January 14, 2010 -- If we are serious about assisting this devastated land we must stop trying to control and exploit it.

By Ian Angus

[First of two articles. Click here for part two.] 

“If the government cannot lower the cost of living it simply has to leave. If the police and UN troops want to shoot at us, that's OK, because in the end, if we are not killed by bullets, we’ll die of hunger.” — A demonstrator in Port-au-Prince, Haiti

April 28, 2008 -- In Haiti, where most people get 22% fewer calories than the minimum needed for good health, some are staving off their hunger pangs by eating “mud biscuits” made by mixing clay and water with a bit of vegetable oil and salt.[1]

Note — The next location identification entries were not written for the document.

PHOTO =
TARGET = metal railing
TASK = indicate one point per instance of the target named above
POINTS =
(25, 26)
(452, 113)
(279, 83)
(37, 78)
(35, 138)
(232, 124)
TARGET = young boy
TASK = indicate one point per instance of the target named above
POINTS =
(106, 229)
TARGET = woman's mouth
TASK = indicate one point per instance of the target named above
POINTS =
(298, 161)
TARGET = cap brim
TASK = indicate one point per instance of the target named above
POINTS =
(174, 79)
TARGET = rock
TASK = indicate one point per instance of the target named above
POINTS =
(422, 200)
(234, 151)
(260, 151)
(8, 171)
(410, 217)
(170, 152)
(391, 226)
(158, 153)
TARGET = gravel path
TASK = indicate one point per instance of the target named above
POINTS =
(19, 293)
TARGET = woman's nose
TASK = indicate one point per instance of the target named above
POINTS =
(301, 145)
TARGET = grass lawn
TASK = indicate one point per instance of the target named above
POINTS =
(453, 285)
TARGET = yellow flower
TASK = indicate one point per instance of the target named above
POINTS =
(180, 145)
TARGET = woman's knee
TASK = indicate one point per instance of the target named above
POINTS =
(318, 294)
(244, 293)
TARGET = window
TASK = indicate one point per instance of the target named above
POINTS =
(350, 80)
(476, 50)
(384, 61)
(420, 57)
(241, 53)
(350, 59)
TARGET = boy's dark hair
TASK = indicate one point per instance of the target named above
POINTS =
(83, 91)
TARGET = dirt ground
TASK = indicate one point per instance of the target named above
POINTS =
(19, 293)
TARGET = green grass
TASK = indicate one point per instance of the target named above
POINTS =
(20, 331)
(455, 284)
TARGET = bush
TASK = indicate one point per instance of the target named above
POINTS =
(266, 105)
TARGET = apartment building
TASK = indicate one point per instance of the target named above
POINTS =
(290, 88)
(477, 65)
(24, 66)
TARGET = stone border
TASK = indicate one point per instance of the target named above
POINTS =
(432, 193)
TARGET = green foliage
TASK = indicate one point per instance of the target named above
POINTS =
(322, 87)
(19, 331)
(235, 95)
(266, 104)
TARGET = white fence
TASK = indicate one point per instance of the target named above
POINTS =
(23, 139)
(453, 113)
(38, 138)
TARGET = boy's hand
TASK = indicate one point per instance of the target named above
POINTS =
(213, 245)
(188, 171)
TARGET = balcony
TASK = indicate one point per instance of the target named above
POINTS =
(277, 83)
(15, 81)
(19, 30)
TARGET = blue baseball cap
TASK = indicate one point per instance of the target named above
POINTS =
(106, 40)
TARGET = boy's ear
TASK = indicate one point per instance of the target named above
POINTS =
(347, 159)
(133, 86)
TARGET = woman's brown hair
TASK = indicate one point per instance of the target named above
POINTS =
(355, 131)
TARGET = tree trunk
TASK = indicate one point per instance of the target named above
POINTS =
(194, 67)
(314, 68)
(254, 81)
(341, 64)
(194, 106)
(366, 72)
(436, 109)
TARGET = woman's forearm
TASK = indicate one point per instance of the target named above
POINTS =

Meanwhile, in Canada, the federal government is currently paying $225 for each pig killed in a mass cull of breeding swine, as part of a plan to reduce hog production. Hog farmers, squeezed by low hog prices and high feed costs, have responded so enthusiastically that the kill will likely use up all the allocated funds before the program ends in September. Some of the slaughtered hogs may be given to local Food Banks, but most will be destroyed or made into pet food. None will go to Haiti.

This is the brutal world of capitalist agriculture — a world where some people destroy food because prices are too low, and others literally eat dirt because food prices are too high.